日本大百科全書(ニッポニカ) 「予定論」の意味・わかりやすい解説
予定論
よていろん
praedestinatio
神の救いは、人間の側の行為や努力にかかわりなく、すでに定められているというキリスト教の教説。予定説ともいう。『旧約聖書』においてイスラエル民族は、その卑小さにもかかわらず神の選民としてたてられており、背信と亡国ののちも、その「残れる者」は究極的な救いに予定されているという信仰が一貫しており、『新約聖書』は「新しいイスラエル」の自意識のもとにこれを継承した。パウロの「ロマ書」(8章29―30)、「ガラテヤ書」(1章15)、「ピリピ書」(2章13)などは予定論の古典的典拠となる。
教父たちはこれを発展させ、アウグスティヌスに至って神学論として完結をみた。それは救いにおいて神の恵みがすべてであることを表現する教説で、アウグスティヌスによれば、救いへの願いが生起し、それが保持され、ついに完成に至るのもすべて神の恩恵のゆえである。その点で予定論は、世界観的な宿命論や哲学的な予知論praescientiaとははっきりと区別されなければならない。

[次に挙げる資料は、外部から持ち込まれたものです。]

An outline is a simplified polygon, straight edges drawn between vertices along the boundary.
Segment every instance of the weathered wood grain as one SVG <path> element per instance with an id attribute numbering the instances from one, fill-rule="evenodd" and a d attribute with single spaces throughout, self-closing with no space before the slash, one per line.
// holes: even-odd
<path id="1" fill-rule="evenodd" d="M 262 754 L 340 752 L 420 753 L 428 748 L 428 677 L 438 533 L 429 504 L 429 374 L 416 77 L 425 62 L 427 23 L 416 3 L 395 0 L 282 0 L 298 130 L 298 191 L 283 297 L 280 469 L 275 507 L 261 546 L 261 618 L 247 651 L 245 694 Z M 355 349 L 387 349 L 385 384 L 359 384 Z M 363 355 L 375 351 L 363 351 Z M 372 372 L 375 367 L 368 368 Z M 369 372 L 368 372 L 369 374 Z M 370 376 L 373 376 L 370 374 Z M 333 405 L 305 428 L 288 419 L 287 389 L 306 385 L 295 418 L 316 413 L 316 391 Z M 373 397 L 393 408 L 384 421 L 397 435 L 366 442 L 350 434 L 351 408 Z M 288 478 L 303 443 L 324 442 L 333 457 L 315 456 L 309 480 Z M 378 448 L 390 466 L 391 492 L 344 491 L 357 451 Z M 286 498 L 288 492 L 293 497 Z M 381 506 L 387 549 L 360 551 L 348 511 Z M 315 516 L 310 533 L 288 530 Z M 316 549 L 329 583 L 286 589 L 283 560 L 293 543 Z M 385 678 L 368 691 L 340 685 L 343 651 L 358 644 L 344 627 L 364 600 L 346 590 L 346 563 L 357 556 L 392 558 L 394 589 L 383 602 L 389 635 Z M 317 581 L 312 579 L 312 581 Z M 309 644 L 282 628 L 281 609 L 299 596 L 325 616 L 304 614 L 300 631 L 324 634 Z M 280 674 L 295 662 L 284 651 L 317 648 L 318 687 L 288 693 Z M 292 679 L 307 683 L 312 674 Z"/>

16世紀の宗教改革者たちはアウグスティヌスを受け継いで、その恩恵論的側面をいっそう強調した。ルターにとって予定論は「信仰のみ」「聖書のみ」の二大原理への有力な契機となり、また自由意志論争での論拠であった。カルバンは、論理的帰結として二重予定論praedestinatio gemina、すなわち「ある者は救いに、しかして他の者は滅びに予定されている」という教説を主張し、激しい論争を巻き起こしたが、その主著『キリスト教綱要』(1536)でも予定論は恩恵論に含まれることから、その論旨は明白である。カルバンにあって予定論は、徹底的に救済論に沿って形成され、しかもそこから予定された聖徒のこの世にある積極的生き方という倫理面にまで展開された。資本主義の「精神」とそれを結び合わせるM・ウェーバーの所説には賛否が少なくない。